Infrastructure and V2X Mapping Needs Assessment and Development Support: Final Project Report

Summary Information

With the development of automated driving systems, the transportation system will need to support both human drivers and connected, automated vehicles (CAVs). Researchers conducted a state of the practice review and interviewed stakeholders to address uncertainties in business models and standardization for the public and private sectors providing location-based data for CAVs. Location-based data could include a combination of dynamic and static data that depict the driving environment with high precision, accuracy and currency. The focus of the effort centered around how to connect CAV-Path data (a real-time collection of data that allows CAVs to understand the basic road network and the current status of its path) to road network data and to understand public sector roles in data provision. Seventeen industry stakeholders from three key stakeholder groups, including original equipment manufacturers (OEMs), map providers, and Infrastructure Owner-Operators (IOOs) / suppliers, were interviewed, followed by additional stakeholder meetings to validate the interview results.
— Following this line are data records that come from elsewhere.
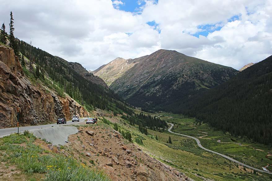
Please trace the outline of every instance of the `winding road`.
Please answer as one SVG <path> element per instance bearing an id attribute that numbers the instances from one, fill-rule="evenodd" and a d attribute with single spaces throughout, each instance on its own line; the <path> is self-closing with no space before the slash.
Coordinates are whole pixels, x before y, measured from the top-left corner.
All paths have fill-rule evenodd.
<path id="1" fill-rule="evenodd" d="M 200 147 L 201 148 L 206 150 L 206 151 L 208 151 L 208 152 L 212 152 L 212 153 L 215 153 L 216 154 L 217 154 L 220 156 L 225 158 L 226 158 L 228 160 L 229 160 L 230 161 L 232 162 L 235 162 L 235 163 L 237 163 L 242 165 L 242 166 L 244 166 L 245 167 L 247 168 L 250 168 L 251 169 L 252 169 L 252 170 L 255 170 L 256 171 L 258 171 L 261 172 L 263 173 L 266 173 L 267 174 L 269 174 L 272 175 L 272 173 L 270 172 L 266 171 L 264 170 L 262 170 L 260 169 L 258 169 L 257 168 L 254 168 L 254 167 L 252 167 L 251 166 L 249 166 L 249 165 L 248 165 L 244 163 L 243 163 L 241 162 L 240 162 L 239 161 L 237 161 L 236 160 L 235 160 L 232 158 L 231 158 L 229 157 L 228 157 L 228 156 L 226 156 L 221 153 L 213 151 L 211 150 L 210 150 L 206 148 L 205 148 L 203 147 L 202 145 L 201 145 L 201 144 L 200 143 L 200 141 L 199 140 L 196 138 L 195 138 L 195 137 L 193 137 L 193 136 L 188 136 L 188 135 L 182 135 L 182 134 L 180 134 L 179 133 L 174 133 L 171 131 L 171 130 L 173 128 L 173 127 L 174 126 L 174 125 L 172 124 L 172 123 L 168 123 L 171 125 L 171 126 L 170 128 L 168 129 L 168 131 L 170 132 L 171 133 L 173 133 L 174 134 L 176 134 L 176 135 L 181 135 L 181 136 L 186 136 L 186 137 L 188 137 L 189 138 L 190 138 L 192 139 L 194 139 L 196 141 L 196 143 L 197 143 L 197 145 L 198 145 L 198 146 Z"/>
<path id="2" fill-rule="evenodd" d="M 45 124 L 44 125 L 39 125 L 38 126 L 25 126 L 24 127 L 19 127 L 19 132 L 23 132 L 25 130 L 30 130 L 33 129 L 37 129 L 42 128 L 49 127 L 52 126 L 66 126 L 71 125 L 71 124 L 81 124 L 84 122 L 86 119 L 86 118 L 83 118 L 79 119 L 79 122 L 72 122 L 72 121 L 67 121 L 66 124 L 57 124 L 56 123 L 49 124 Z M 14 133 L 17 133 L 18 132 L 18 128 L 17 127 L 11 127 L 10 128 L 4 128 L 0 129 L 0 138 L 2 138 L 5 136 L 9 135 L 11 134 Z"/>

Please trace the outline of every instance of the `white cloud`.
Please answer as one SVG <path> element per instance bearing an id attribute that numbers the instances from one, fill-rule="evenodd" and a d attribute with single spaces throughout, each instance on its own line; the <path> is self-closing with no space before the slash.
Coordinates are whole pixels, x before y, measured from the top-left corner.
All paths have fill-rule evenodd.
<path id="1" fill-rule="evenodd" d="M 88 69 L 161 48 L 237 69 L 272 52 L 271 0 L 139 0 L 140 13 L 118 9 L 126 5 L 120 0 L 0 1 L 6 26 L 13 13 L 15 36 Z M 207 24 L 222 28 L 193 36 Z"/>
<path id="2" fill-rule="evenodd" d="M 121 1 L 117 1 L 115 0 L 112 2 L 112 4 L 114 7 L 116 9 L 119 9 L 120 8 L 120 6 L 121 5 L 124 5 L 124 3 Z"/>

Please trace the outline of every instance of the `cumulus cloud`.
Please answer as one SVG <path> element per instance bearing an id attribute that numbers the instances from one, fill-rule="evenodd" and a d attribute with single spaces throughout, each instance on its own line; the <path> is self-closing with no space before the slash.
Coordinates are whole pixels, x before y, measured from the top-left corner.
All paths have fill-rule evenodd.
<path id="1" fill-rule="evenodd" d="M 270 0 L 139 0 L 134 12 L 120 0 L 1 1 L 16 36 L 87 69 L 160 49 L 236 69 L 272 52 Z"/>

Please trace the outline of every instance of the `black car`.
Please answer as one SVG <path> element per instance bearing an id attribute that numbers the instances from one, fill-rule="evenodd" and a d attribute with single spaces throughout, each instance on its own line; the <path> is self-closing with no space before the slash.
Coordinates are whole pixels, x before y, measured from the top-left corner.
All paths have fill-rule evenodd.
<path id="1" fill-rule="evenodd" d="M 66 120 L 65 120 L 65 118 L 58 118 L 58 120 L 57 121 L 57 124 L 60 123 L 66 124 Z"/>

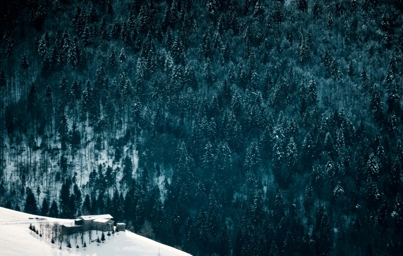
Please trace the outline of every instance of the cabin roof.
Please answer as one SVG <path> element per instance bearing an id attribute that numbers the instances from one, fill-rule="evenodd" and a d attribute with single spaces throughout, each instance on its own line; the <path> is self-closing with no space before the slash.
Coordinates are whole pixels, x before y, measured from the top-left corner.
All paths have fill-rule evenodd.
<path id="1" fill-rule="evenodd" d="M 92 221 L 93 222 L 102 222 L 105 223 L 108 221 L 113 221 L 113 220 L 109 220 L 108 219 L 95 219 Z"/>
<path id="2" fill-rule="evenodd" d="M 80 218 L 84 220 L 93 220 L 97 219 L 113 219 L 113 217 L 110 214 L 102 214 L 100 215 L 82 215 L 77 218 L 77 219 Z"/>

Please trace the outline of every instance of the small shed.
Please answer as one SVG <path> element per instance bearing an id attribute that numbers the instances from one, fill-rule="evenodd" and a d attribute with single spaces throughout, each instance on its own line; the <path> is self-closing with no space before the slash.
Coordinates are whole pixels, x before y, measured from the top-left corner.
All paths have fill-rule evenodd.
<path id="1" fill-rule="evenodd" d="M 107 219 L 95 219 L 92 221 L 92 229 L 103 231 L 112 231 L 114 221 Z"/>
<path id="2" fill-rule="evenodd" d="M 119 229 L 120 231 L 124 231 L 126 230 L 126 223 L 116 223 L 116 226 Z"/>

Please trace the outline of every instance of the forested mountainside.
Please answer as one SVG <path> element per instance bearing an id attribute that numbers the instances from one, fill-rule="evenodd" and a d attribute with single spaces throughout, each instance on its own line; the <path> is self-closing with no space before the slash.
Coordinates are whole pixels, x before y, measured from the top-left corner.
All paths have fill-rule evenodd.
<path id="1" fill-rule="evenodd" d="M 0 205 L 193 255 L 401 255 L 402 10 L 4 0 Z"/>

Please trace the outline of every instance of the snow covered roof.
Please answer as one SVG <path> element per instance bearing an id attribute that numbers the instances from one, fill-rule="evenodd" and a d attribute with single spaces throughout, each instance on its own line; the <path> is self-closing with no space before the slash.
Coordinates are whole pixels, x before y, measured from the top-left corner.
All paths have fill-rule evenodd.
<path id="1" fill-rule="evenodd" d="M 100 215 L 83 215 L 77 218 L 81 218 L 84 220 L 95 220 L 96 219 L 113 219 L 110 214 L 102 214 Z"/>
<path id="2" fill-rule="evenodd" d="M 102 222 L 103 223 L 105 223 L 108 221 L 109 221 L 111 220 L 109 220 L 108 219 L 95 219 L 92 221 L 93 222 Z M 113 221 L 113 220 L 111 220 L 111 221 Z"/>

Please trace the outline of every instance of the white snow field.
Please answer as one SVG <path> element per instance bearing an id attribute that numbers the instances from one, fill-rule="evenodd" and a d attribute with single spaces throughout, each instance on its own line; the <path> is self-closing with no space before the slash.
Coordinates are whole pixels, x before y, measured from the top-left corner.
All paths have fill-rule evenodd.
<path id="1" fill-rule="evenodd" d="M 30 219 L 29 218 L 33 218 Z M 46 218 L 45 220 L 36 219 L 35 218 Z M 60 224 L 73 224 L 73 220 L 54 219 L 33 215 L 23 212 L 18 212 L 0 207 L 0 255 L 5 256 L 14 255 L 88 255 L 88 256 L 189 256 L 190 254 L 182 251 L 168 246 L 143 236 L 132 233 L 129 231 L 120 231 L 115 236 L 111 235 L 109 239 L 105 233 L 106 241 L 104 243 L 97 245 L 96 242 L 88 243 L 88 235 L 84 236 L 84 241 L 87 244 L 85 250 L 81 248 L 79 235 L 77 239 L 80 248 L 75 248 L 75 239 L 72 236 L 70 243 L 72 248 L 66 246 L 66 241 L 63 241 L 62 249 L 59 249 L 60 245 L 58 241 L 55 241 L 52 246 L 49 239 L 40 237 L 35 234 L 29 227 L 30 223 L 37 228 L 39 226 L 39 222 L 44 223 L 54 222 Z M 97 236 L 101 237 L 101 232 L 96 233 L 92 231 L 92 239 L 95 239 Z"/>

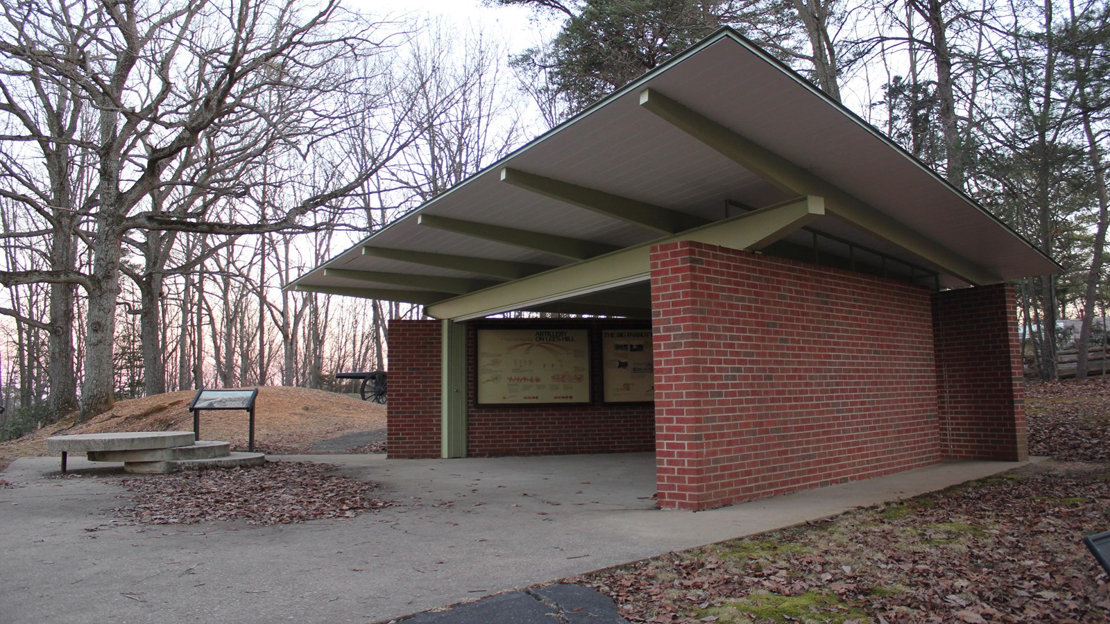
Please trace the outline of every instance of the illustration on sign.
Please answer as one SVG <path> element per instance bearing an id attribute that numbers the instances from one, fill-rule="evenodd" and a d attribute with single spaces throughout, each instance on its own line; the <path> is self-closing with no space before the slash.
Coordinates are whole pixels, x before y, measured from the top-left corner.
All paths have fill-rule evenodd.
<path id="1" fill-rule="evenodd" d="M 603 331 L 602 361 L 606 403 L 655 399 L 652 330 Z"/>
<path id="2" fill-rule="evenodd" d="M 588 403 L 587 330 L 478 330 L 478 403 Z"/>

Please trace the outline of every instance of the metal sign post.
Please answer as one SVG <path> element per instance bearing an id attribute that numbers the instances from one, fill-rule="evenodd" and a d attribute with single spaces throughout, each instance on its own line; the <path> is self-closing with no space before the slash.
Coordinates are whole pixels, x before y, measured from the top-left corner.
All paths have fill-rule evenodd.
<path id="1" fill-rule="evenodd" d="M 259 389 L 254 390 L 204 390 L 196 391 L 196 396 L 190 403 L 189 410 L 193 413 L 193 437 L 201 439 L 201 410 L 245 410 L 250 414 L 250 433 L 248 434 L 246 450 L 254 452 L 254 399 L 259 395 Z"/>

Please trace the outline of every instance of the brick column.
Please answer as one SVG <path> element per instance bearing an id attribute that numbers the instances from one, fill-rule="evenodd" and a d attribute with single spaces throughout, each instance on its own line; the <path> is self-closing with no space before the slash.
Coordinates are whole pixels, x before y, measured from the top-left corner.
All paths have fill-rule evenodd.
<path id="1" fill-rule="evenodd" d="M 1025 388 L 1013 286 L 932 295 L 937 406 L 947 457 L 1025 461 Z"/>
<path id="2" fill-rule="evenodd" d="M 440 321 L 390 321 L 390 459 L 440 456 L 441 334 Z"/>
<path id="3" fill-rule="evenodd" d="M 929 292 L 698 242 L 652 251 L 659 505 L 939 460 Z"/>

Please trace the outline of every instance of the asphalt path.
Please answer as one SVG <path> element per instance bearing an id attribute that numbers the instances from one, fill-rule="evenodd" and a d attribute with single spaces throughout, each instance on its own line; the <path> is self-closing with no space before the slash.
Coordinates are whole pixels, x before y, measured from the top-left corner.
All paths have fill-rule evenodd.
<path id="1" fill-rule="evenodd" d="M 127 525 L 111 514 L 130 502 L 119 467 L 71 459 L 61 477 L 57 457 L 17 460 L 0 474 L 17 485 L 0 489 L 0 622 L 389 621 L 1019 465 L 944 463 L 689 513 L 655 509 L 649 453 L 282 459 L 339 464 L 395 505 L 280 526 Z"/>

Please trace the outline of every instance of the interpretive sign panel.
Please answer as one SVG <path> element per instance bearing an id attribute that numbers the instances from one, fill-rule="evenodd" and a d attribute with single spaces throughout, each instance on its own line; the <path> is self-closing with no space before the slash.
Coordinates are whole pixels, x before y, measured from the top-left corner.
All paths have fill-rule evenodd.
<path id="1" fill-rule="evenodd" d="M 246 435 L 246 450 L 254 451 L 254 399 L 259 389 L 254 390 L 204 390 L 196 391 L 196 396 L 189 404 L 193 413 L 193 437 L 201 439 L 201 410 L 245 410 L 251 417 L 250 431 Z"/>
<path id="2" fill-rule="evenodd" d="M 258 390 L 201 390 L 191 410 L 250 410 Z"/>
<path id="3" fill-rule="evenodd" d="M 602 331 L 602 380 L 606 403 L 655 400 L 652 330 Z"/>
<path id="4" fill-rule="evenodd" d="M 589 403 L 588 330 L 478 330 L 480 404 Z"/>

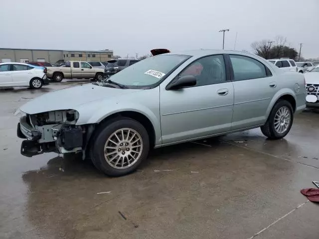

Using work zones as a case study, researchers developed tools to demonstrate how a public agency might create data feeds for use by human and machine drivers, based on existing and emerging standards.

Lessons Learned

  • Code and quantify CAV-Path data consistently at the national level. To develop usable national CAV-Path data that will be easily computable by a CAV, it must be consistent. The data provided by public agencies must be used by and fused with data from many others across the ecosystem. That data should be contributed in a nationally consistent way, as vehicles need to understand the information the same way wherever they travel. Developing standards that are consistent nationally with respect to public sector information is also important to enable automated vehicles.
  • Provide data relating to the entire journey, both what is true at any given time and place, and what is coming up. Map content, such as road geometry, road furniture (e.g., sign and traffic signal locations), rules of the road (“legal path”), and recent / temporary changes, are needed for priority applications.
  • Monitor, support, and implement location referencing (absolute and / or relative positions) solutions to hold the CAV-Path data set together. Usually a “cross-map” referencing approach is implemented at the required levels of accuracy for automated vehicles. Standards organizations are also developing approaches to location referencing.
  • Provide spatial accuracy to 20 centimeters or below.  Content quality was a major priority area for stakeholders. To support automated vehicle functions, the data must be highly accurate, complete, and current, and include quality metadata to enable informed judgments. This identified spatial accuracy requirement is a dramatic shift from existing “road level” or “lane level” accuracies to a “within lane” or feature-level focus.
  • Expect performance requirements to satisfy automated vehicles to include a tight set of end-to-end latency metrics. “Latency” is measured as the time of change to the time of vehicle awareness of change. This requirement encompasses data collection, processing, communications, and retrieval periods.
  • Create a data registry that will house the full suite of standard transportation data elements and their metadata. The registry will enable consistent use and re-use of these elements by developers. Otherwise, it is very difficult to avoid conflicts and unintentional standards overlap.
  • Harmonize or translate related / competing standards. There are ongoing efforts to harmonize key standards on a national and global basis. For example, there must be translation between data standards to avoid the need for full harmonization. Outreach efforts can also help to avoid the development of redundant standards.
  • Recognize that nationally consistent CAV-Path data requires coordination between all involved parties. The needs and gaps in CAV-Path data standards are not expected to be solved by a single public or private entity. Rather, it requires a coordinated and cooperative approach to ensure that CAVs can be assured of high-quality content suitable for their functions / applications.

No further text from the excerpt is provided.